Well, I can't say that I know specifically what happened at AHM, but it sounds like, from what Mr. Jackson had said, that they didn't buy a sizable enough "Forward commitment". In essence, a forward commitment is the wholesaler's way of "locking-in" the interest rates that they are going to deliver to the market.
I've never done secondary marketing, but did spend a day in the secondary marketing department at a large wholesale lender. These are the guys who commit to funding a certain amount of mortgages at a certain price. They have to second guess how much production their company is going to have and where the bond markets are going. They then "lock-in" that amount of money or if they think that rates are going to be going down, they don't buy that much coverage.

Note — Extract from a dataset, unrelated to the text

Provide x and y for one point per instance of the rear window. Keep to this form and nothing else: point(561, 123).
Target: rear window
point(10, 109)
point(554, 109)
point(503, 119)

From what I saw that day, secondary marketing has got to be one of the hardest jobs in mortgage banking! For one, they have to second guess how many loans are actually going to fund that are locked in by their loan officers and brokers. ---This is one of the reasons that the practice that some loan officers/mortgage companies have of locking a loan at a particular investor and then not delivering it if rates go down (because they ended up selling the loan to a different investor when they saw that they could make more money ) sucks and makes wholesalers angry.---
Secondly, they have to second guess where interest rates are going to be. If they guess that rates are going to go up and buy a lot of coverage and interest rates go down (see above about brokers not delivering loans), they still have to pay for that coverage.
If they guess that rates are going to be going down and instead they go up, well they committed to delivering these mortgages. If they don't, they have to make up the difference. This is basically what Kurt Jackson was describing.
As I mentioned, this is an aspect of the market that I'm not terribly well educated in, but this is how I understand it to be. I do know that the investors have various hedging tools available to them to protect themselves in the event that they guess wrong and I don't know why AHM didn't hedge their bets or if they did, what went wrong.
My guess is that there is more to the story that meets the eye right now and I'm sure that there are a lot more stories out there. The longer this downturn in the industry goes on, the more we're going to hear about them.
If there is somebody out there who is more familiar with the AHM story or in secondary marketing in general, I'd love to hear from you.
Bob Mitchell
ValueList Real Estate Services, Inc.
Bob,
Great addition to what we've been talking about. From what I understand AHM had bought forward commitments it's just that the funding source on Wall Street won't honor their commitments to AHM becacuse of the reassessment of risk on those types of loans so the you know what started to flow down hill from there.